懇談会「アフガニスタン女性の暮らしの現在」の実施

 2016年1月25日、研修生を囲む懇談会「アフガニスタン女性の暮らしの現在」を実施しました。この懇談会は、アフガニスタン・カブール大学から女子教員・学生が短期研修のために来日している機会(※詳しくは、2016年1月19日付ホームページ記事「野々山基金によるアフガニスタン女子教員・学生短期研修の開始」を参照)を捉えて、同国の女性が置かれた現状に対する理解を深めることを目的として開催されました。懇談会では、アフガニスタン出身で現在は日本に住み、NGO「希望の学校」を設立して女性の教育や職業訓練の活動をしていらっしゃる駿渓(するたに)トロペカイ先生(元グローバル協力センター客員研究員)と研修生2人からお話を聞き、その後に参加者との質疑応答・意見交換を行いました。当日は学生、教職員の他、アフガニスタンに関心を持つ方々にも参加いただきました。


お話をする駿渓先生

 冒頭、駿渓先生から、アフガニスタンの女性に関する歴史や文化・宗教的背景について、写真を交えながらお話がありました。駿渓先生によれば、アフガニスタンは伝統的に男性が支配的な社会であり、女性は弱い立場に置かれてきました。先生は、近現代史を紐解きつつ、こうした女性を取り巻く社会の環境が紆余曲折を経て変遷する様子を丁寧に説明してくださいました。最後に、アフガニスタンの女性は大国の利害を巡る紛争の犠牲者であるばかりではなく、部族法や慣習などの伝統や、本来とは違った解釈で宗教を利用する人々らの犠牲者でもあるとのお言葉がありました。こうした状況を変えるためには、教育を通じて、女性だけではなく男性もまた権利について理解を深める必要があるとお話されたことが大変印象的でした。


懇談会の様子

 次に、研修生から、アフガニスタンの高等教育における女性のリーダーシップについて発表がありました。彼女によれば、1960年代には高等教育機関における女性教員の割合は30%以上ありましたが、ソ連侵攻及び内戦を経て、1992年過ぎには国内ではほぼ0%になってしまったとのことです。しかし、その後、状況は徐々に改善され、今ではカブール大学にある22学部の内、4~5の学部長は女性が務めているとのことでした。また、現在、女性課題省、高等教育省、麻薬対策省、労働社会福祉・殉教者障害者省など複数の省庁の大臣は女性であるなど、明るい兆しも見られるとのことです。識字率の低さなどに注目して、国際社会は万人のための教育(EFA: Education for all)ばかりに注目しがちだが、これからの国の発展を支えるには高等教育への支援にも注目する必要があるとの指摘がありました。もう1人の研修生からは、カブール大学の紹介やアフガニスタン女性が直面する問題などについて説明がありました。カブール大学は1931年に創設された歴史ある大学であり、アフガン国内には他にも南部にカンダハール大学、西部にヘラート大学、東部にナンガルハール大学及びホースト大学などがあるとのことでした。

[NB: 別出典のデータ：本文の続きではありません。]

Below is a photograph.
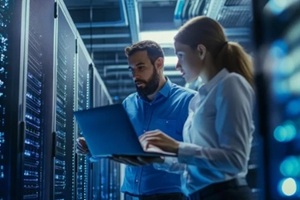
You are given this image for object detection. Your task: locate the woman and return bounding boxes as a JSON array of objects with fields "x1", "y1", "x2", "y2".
[{"x1": 140, "y1": 16, "x2": 255, "y2": 200}]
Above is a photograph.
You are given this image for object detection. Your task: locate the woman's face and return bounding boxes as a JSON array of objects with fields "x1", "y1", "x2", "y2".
[{"x1": 174, "y1": 41, "x2": 202, "y2": 83}]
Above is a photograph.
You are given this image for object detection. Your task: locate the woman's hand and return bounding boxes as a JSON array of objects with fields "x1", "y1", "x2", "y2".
[{"x1": 139, "y1": 130, "x2": 179, "y2": 154}]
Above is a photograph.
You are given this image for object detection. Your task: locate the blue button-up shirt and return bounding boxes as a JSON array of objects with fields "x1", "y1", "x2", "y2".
[{"x1": 122, "y1": 80, "x2": 195, "y2": 195}]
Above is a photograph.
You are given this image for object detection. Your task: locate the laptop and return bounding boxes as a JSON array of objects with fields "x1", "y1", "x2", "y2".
[{"x1": 74, "y1": 104, "x2": 176, "y2": 158}]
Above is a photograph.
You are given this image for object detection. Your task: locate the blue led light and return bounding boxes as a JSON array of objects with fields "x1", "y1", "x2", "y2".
[
  {"x1": 273, "y1": 121, "x2": 297, "y2": 142},
  {"x1": 280, "y1": 156, "x2": 300, "y2": 177},
  {"x1": 278, "y1": 178, "x2": 297, "y2": 196},
  {"x1": 286, "y1": 99, "x2": 300, "y2": 116}
]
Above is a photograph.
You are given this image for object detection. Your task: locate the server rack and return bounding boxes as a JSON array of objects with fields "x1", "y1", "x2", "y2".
[
  {"x1": 253, "y1": 0, "x2": 300, "y2": 200},
  {"x1": 0, "y1": 0, "x2": 118, "y2": 200},
  {"x1": 54, "y1": 1, "x2": 77, "y2": 199},
  {"x1": 0, "y1": 0, "x2": 53, "y2": 199},
  {"x1": 89, "y1": 66, "x2": 120, "y2": 200},
  {"x1": 0, "y1": 0, "x2": 24, "y2": 199},
  {"x1": 75, "y1": 34, "x2": 92, "y2": 199}
]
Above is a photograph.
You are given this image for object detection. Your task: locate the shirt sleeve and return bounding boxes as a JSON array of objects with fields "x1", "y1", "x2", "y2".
[
  {"x1": 153, "y1": 157, "x2": 186, "y2": 174},
  {"x1": 178, "y1": 75, "x2": 254, "y2": 174}
]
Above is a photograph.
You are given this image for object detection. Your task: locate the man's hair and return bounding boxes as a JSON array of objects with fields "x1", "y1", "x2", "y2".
[{"x1": 125, "y1": 40, "x2": 164, "y2": 65}]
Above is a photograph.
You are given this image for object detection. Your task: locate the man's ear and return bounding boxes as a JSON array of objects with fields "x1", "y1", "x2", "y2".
[
  {"x1": 154, "y1": 57, "x2": 164, "y2": 70},
  {"x1": 197, "y1": 44, "x2": 207, "y2": 60}
]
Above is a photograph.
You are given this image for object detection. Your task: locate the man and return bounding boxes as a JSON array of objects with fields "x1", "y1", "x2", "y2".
[{"x1": 78, "y1": 40, "x2": 194, "y2": 200}]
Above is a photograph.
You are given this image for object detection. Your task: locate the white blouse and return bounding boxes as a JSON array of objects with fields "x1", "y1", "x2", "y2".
[{"x1": 155, "y1": 69, "x2": 255, "y2": 194}]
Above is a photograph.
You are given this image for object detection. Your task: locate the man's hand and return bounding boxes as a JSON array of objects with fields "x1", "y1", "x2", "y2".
[
  {"x1": 76, "y1": 137, "x2": 90, "y2": 155},
  {"x1": 139, "y1": 130, "x2": 179, "y2": 154},
  {"x1": 111, "y1": 156, "x2": 164, "y2": 166}
]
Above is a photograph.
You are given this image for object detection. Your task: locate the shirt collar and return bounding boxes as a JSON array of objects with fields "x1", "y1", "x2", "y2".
[
  {"x1": 199, "y1": 68, "x2": 229, "y2": 95},
  {"x1": 158, "y1": 77, "x2": 172, "y2": 97}
]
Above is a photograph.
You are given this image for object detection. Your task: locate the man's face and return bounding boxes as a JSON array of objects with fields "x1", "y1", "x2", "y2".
[{"x1": 128, "y1": 51, "x2": 159, "y2": 99}]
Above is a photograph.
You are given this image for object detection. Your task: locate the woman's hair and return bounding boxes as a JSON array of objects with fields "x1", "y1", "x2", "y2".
[
  {"x1": 125, "y1": 40, "x2": 164, "y2": 65},
  {"x1": 174, "y1": 16, "x2": 253, "y2": 85}
]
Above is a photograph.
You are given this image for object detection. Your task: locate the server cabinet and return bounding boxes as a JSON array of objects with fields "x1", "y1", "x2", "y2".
[
  {"x1": 253, "y1": 1, "x2": 300, "y2": 200},
  {"x1": 54, "y1": 1, "x2": 77, "y2": 199},
  {"x1": 89, "y1": 67, "x2": 120, "y2": 200},
  {"x1": 75, "y1": 38, "x2": 92, "y2": 199},
  {"x1": 0, "y1": 0, "x2": 54, "y2": 199},
  {"x1": 0, "y1": 0, "x2": 25, "y2": 199}
]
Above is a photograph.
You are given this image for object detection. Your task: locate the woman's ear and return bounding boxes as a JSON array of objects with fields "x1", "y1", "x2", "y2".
[
  {"x1": 197, "y1": 44, "x2": 207, "y2": 60},
  {"x1": 154, "y1": 57, "x2": 164, "y2": 70}
]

 スピーカーからの発表後、参加者から、アフガニスタンに大学は何校あるのか、女子大学設立に向けた動向はどうなのか、アフガニスタンでは学部ごとに女子学生数に違いはあるのか、ルラ・ガニー大統領夫人への国民の持つ感情は一般的にどのようなものか、農村部における女性の状況はどうなのか、子育てをしながら働く女性は多いのかなど、非常に広範なトピックに関する質問があり活発な質疑応答が行われました。アフガニスタンの女性から直接お話を聞く機会が日本では少ないためか、参加者の関心が高い様子が窺えました。来日中の研修生にとっても、本学学生や参加者の前で発表し、意見交換することができたことはよい機会となりました。